Seego tiene dos hojas de papel entre los dedos, se queda con una, ofrece la otra a Juan Carlos, le da un lápiz:
—Escríbele una carta a tu mujer, despidiéndote. Juan Carlos no sabe bien lo que le pasa, pero siempre obedeció a los erbos.
«Mi querida Silvia: Te escribo unas líneas para…»
Cuenta la entrevista con Seego, habla del inminente viaje al Paraíso; ni una palabra sobre el esqueleto y la proclama, alinea frases chatas, lugares comunes, nunca habló de otro modo con Silvia, al terminar se cree obligado a un toque de tristeza por la separación, le suena a falsa, la tacha.
Acaba de tacharla cuando los tres dedos de Seego le quitan la hoja. Y le dan la otra, la que el erbo se reservará para sí.
Juan Carlos la mira, contiene el aliento.
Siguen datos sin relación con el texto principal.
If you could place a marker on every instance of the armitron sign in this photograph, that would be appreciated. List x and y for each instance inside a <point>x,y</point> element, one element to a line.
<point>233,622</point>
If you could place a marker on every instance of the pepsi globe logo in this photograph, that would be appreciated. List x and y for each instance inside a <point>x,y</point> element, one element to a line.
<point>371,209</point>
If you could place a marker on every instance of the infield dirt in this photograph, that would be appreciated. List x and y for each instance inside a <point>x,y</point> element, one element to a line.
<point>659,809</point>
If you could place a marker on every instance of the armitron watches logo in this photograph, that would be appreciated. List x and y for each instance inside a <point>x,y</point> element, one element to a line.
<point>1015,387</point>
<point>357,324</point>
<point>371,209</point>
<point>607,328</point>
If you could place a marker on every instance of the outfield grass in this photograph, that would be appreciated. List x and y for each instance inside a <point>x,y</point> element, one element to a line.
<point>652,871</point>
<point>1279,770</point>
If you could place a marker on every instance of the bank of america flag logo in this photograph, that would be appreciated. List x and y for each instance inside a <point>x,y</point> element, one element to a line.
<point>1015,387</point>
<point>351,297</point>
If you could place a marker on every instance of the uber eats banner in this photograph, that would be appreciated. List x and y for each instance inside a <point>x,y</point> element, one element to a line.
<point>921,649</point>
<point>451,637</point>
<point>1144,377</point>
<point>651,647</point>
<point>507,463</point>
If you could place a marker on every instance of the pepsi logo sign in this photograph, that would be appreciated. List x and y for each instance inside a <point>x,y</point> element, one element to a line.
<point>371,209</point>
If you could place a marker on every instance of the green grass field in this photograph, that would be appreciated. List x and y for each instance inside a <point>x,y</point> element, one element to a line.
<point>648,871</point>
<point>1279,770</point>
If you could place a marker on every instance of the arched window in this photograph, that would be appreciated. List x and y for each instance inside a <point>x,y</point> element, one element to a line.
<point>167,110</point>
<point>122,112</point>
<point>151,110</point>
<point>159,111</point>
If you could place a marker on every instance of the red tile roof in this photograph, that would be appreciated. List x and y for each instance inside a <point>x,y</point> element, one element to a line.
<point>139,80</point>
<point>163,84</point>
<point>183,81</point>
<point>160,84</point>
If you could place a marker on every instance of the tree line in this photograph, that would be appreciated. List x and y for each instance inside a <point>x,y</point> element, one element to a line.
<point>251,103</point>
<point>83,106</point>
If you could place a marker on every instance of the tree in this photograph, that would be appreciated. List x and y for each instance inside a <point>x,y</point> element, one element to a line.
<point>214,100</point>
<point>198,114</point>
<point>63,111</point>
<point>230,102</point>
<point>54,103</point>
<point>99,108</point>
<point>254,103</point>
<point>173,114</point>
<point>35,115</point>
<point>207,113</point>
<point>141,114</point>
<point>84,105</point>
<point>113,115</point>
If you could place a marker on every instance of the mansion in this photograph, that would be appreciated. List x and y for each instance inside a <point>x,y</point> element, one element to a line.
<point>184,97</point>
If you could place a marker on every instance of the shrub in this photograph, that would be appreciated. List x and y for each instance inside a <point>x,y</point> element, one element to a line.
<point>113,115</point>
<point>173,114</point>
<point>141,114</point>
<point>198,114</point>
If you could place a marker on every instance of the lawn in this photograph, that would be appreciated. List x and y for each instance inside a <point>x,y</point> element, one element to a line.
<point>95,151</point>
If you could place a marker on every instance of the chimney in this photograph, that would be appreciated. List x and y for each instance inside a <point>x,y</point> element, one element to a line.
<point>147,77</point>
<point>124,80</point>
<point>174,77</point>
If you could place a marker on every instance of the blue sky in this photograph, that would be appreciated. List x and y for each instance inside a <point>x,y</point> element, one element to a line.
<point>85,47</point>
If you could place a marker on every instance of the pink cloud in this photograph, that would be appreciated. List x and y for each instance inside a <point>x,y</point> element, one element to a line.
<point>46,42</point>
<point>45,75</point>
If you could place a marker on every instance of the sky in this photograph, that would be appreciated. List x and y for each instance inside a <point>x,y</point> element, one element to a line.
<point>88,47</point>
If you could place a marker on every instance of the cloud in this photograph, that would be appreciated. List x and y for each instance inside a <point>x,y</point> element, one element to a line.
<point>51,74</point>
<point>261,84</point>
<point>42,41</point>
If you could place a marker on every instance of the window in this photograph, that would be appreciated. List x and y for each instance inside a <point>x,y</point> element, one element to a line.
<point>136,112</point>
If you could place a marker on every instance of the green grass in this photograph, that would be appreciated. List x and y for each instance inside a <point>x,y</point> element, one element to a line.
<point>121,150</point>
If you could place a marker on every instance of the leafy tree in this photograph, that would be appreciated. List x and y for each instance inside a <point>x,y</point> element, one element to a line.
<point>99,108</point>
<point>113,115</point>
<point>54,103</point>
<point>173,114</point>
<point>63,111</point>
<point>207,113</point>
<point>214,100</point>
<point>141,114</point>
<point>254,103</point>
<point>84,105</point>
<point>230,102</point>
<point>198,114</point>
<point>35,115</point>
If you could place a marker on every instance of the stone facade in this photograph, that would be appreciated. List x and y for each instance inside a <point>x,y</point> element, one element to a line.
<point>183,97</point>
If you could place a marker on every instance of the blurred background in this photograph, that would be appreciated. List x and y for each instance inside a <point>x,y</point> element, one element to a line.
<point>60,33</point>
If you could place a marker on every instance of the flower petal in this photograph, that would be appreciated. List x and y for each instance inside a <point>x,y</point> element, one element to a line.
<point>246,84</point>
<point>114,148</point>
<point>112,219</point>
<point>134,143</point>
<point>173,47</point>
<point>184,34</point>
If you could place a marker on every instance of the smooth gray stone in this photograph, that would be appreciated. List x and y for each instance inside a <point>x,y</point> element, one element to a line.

En la hoja, palabra por palabra, está escrita una carta exactamente igual a la suya, la misma letra, hasta termina con una tachadura.
¿Telepatía? Imposible: la hoja estaba escrita antes de que Juan Carlos escribiera la carta.
El ojo de Seego se achica, el azul se hace acerado:
—Pasaste el «test»… Ya podés viajar al Paraíso.
Seego vuelve a estirarse hacia la repisa, ya tiene entre los dedos un raro juego de varillas, parece en pequeño el esqueleto de un paraguas, a un lado brilla una pantalla metálica.
Seego enfoca a Juan Carlos con la pantalla:
—No sentirás nada, te aseguro que…
Se interrumpe, los colores de las paredes enloquecieron de pronto, relampaguean, se devoran unos a otros, Seego deja las varillas, se incorpora de un salto:
—Uno de los nuevos, seguro. Piensa lo que no debe en el cubo. En seguida vuelvo.
Juan Carlos queda solo. Aturdido, no tanto por las luces ni por la salida del erbo como por lo que vendrá.